Yahoo-based Contrastive Corpus of Questions and Answers (YCCQA)

YCCQA is a contrastive corpus of English, French, German and Spanish, based on the questions and answers submitted by users of the Yahoo Answers website. It thus consists of question-answer interactions between internet users, produced under almost identical circumstances, for the four languages. The near-identical production contexts allow contrastive analysis, but the sub-corpora can also be used independently for language-specific research.
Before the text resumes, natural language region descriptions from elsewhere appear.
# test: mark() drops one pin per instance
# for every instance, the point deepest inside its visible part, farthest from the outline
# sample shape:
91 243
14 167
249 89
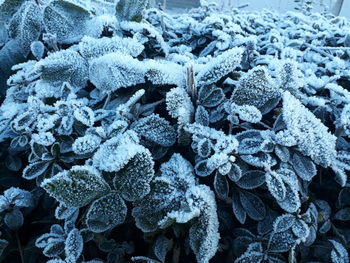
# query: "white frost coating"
86 144
43 138
96 47
219 66
204 234
311 134
161 72
116 70
115 153
256 87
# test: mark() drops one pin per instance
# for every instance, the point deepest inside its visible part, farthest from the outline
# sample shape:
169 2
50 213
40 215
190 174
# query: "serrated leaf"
202 116
25 25
76 187
14 219
74 244
133 180
33 170
67 20
303 166
253 205
210 96
221 186
131 10
276 186
238 209
251 179
105 213
281 242
155 129
343 214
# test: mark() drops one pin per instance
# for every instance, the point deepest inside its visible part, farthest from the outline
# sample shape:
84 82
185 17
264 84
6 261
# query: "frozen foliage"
256 88
76 187
128 134
219 67
312 136
116 70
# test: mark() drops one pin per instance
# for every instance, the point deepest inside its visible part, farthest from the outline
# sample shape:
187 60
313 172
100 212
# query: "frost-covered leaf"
33 170
14 219
105 213
251 179
67 19
256 88
8 8
221 186
155 129
219 67
116 70
74 244
303 166
204 233
161 247
204 148
64 66
37 48
249 113
25 25
167 200
85 115
91 48
250 257
63 212
276 186
339 253
133 180
253 205
131 9
3 244
86 144
343 214
210 96
311 134
202 116
238 209
76 187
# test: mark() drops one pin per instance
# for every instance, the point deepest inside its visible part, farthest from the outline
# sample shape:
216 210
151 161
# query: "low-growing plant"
128 134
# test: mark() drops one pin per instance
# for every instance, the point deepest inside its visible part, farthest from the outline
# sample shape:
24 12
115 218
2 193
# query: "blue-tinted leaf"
221 186
238 209
251 179
253 205
14 219
343 214
303 166
36 169
74 244
106 213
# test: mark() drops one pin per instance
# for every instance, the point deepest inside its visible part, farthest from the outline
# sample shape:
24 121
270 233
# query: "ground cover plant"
131 135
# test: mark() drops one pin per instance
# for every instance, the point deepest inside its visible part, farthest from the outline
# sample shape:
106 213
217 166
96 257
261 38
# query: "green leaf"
76 187
105 213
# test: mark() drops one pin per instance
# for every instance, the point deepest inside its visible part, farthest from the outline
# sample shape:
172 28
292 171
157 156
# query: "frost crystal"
311 134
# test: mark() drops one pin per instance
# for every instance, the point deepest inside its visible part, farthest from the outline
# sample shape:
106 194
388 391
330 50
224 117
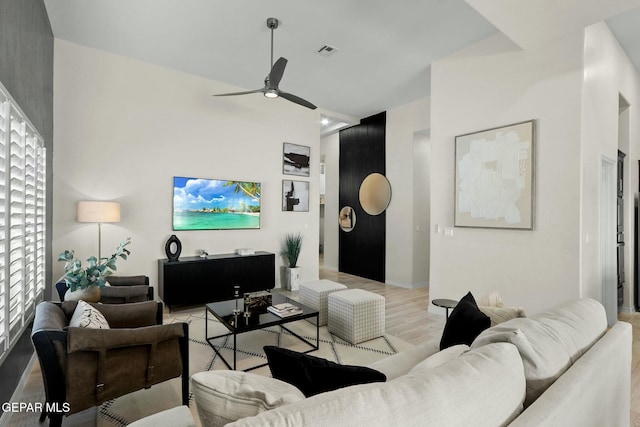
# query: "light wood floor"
406 318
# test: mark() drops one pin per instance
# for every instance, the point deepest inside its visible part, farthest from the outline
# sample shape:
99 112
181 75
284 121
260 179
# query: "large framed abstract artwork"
494 182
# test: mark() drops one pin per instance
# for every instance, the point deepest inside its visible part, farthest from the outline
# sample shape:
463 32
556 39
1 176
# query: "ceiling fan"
270 89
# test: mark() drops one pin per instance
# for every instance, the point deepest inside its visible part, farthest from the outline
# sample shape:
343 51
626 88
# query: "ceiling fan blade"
240 93
276 72
297 100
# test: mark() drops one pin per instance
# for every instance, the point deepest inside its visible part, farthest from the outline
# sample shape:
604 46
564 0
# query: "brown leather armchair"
82 367
123 289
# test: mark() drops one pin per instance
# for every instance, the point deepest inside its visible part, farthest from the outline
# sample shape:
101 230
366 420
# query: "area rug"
126 409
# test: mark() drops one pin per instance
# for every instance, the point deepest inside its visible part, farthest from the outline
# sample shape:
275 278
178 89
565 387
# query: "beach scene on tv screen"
212 204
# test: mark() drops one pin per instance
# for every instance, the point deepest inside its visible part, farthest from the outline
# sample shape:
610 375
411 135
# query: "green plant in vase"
293 246
95 274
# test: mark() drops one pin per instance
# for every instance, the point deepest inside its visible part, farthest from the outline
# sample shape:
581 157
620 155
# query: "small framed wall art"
295 196
494 182
295 159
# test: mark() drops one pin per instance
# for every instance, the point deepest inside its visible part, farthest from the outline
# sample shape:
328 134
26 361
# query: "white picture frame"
494 177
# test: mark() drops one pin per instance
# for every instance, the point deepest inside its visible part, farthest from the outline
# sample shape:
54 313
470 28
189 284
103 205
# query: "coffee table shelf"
223 312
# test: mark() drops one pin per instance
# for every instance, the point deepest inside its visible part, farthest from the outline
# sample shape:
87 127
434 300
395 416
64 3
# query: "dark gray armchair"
123 289
84 367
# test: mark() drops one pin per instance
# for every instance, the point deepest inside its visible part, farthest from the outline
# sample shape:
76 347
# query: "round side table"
448 304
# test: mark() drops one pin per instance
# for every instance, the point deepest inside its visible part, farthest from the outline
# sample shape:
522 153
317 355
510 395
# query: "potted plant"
293 246
85 282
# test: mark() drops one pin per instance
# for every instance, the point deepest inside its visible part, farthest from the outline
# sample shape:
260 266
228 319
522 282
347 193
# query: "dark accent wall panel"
26 60
362 152
26 70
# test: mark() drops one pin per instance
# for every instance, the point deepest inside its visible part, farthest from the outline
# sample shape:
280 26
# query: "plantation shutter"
4 327
16 221
22 221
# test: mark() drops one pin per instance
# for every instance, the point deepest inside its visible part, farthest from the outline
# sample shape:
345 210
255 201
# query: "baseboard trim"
5 418
408 285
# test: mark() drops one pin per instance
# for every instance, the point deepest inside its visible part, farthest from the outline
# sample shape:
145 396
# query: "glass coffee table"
223 311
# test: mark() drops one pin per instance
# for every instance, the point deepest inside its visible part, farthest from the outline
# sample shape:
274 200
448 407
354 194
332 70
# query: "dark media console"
196 280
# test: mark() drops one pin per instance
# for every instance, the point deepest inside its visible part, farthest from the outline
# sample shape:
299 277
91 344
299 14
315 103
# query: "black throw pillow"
313 375
464 324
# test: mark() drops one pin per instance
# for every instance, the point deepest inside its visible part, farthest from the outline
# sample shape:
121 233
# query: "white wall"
124 128
608 73
421 207
407 222
494 83
330 149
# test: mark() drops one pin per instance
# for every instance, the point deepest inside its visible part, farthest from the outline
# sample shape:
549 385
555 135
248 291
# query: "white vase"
89 294
292 278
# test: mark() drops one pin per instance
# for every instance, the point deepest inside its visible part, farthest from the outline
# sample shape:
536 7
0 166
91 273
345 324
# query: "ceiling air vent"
326 50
The language represented in the corpus is characteristically informal and unmonitored, illustrating the casual writing style of internet postings.
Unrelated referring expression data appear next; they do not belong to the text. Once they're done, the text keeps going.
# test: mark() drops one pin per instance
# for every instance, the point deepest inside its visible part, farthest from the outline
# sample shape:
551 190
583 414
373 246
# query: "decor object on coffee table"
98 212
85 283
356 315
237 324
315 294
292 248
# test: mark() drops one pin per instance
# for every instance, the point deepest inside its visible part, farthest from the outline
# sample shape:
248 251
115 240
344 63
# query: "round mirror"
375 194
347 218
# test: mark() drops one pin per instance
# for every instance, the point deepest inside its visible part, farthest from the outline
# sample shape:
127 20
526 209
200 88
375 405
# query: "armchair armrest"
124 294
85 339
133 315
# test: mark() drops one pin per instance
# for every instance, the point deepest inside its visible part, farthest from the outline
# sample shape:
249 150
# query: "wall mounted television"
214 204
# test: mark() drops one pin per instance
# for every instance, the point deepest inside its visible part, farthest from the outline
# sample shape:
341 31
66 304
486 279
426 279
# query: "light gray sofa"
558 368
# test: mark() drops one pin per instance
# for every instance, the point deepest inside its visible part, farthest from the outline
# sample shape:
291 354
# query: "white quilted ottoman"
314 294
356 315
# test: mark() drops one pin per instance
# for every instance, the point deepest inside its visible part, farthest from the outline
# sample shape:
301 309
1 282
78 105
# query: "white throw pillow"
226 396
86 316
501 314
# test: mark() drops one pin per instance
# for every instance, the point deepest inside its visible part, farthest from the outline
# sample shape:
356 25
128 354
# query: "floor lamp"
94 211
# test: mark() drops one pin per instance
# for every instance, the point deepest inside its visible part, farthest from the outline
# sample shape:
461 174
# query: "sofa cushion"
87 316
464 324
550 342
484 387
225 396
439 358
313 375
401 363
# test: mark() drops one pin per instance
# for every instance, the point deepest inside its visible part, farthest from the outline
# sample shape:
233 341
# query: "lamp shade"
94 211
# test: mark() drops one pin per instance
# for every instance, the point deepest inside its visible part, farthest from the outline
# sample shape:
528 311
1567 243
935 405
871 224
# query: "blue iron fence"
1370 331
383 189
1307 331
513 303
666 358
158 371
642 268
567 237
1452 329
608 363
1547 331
Project leader: Hendrik De Smet, Katholieke Universiteit Leuven / Research Foundation Flanders
Time of compilation: 2008–2009
Size: 29,400,000 words
Languages: English, French, German, Spanish
Number of texts/samples: about 90,000 questions and 575,000 answers
Period: 2006–2009
Released: 2009
Funding: Research Foundation Flanders

Reference lines and copyright

Contrastive Corpus of Questions and Answers. 2009. Compiled by Hendrik De Smet. Department of Linguistics, University of Leuven.


Hendrik De Smet


The corpus is available to all who are interested, free of charge, upon agreement to the terms and conditions of use. Please contact the compiler (

Technical information

The corpus consists of .txt files that can be searched using any concordancer.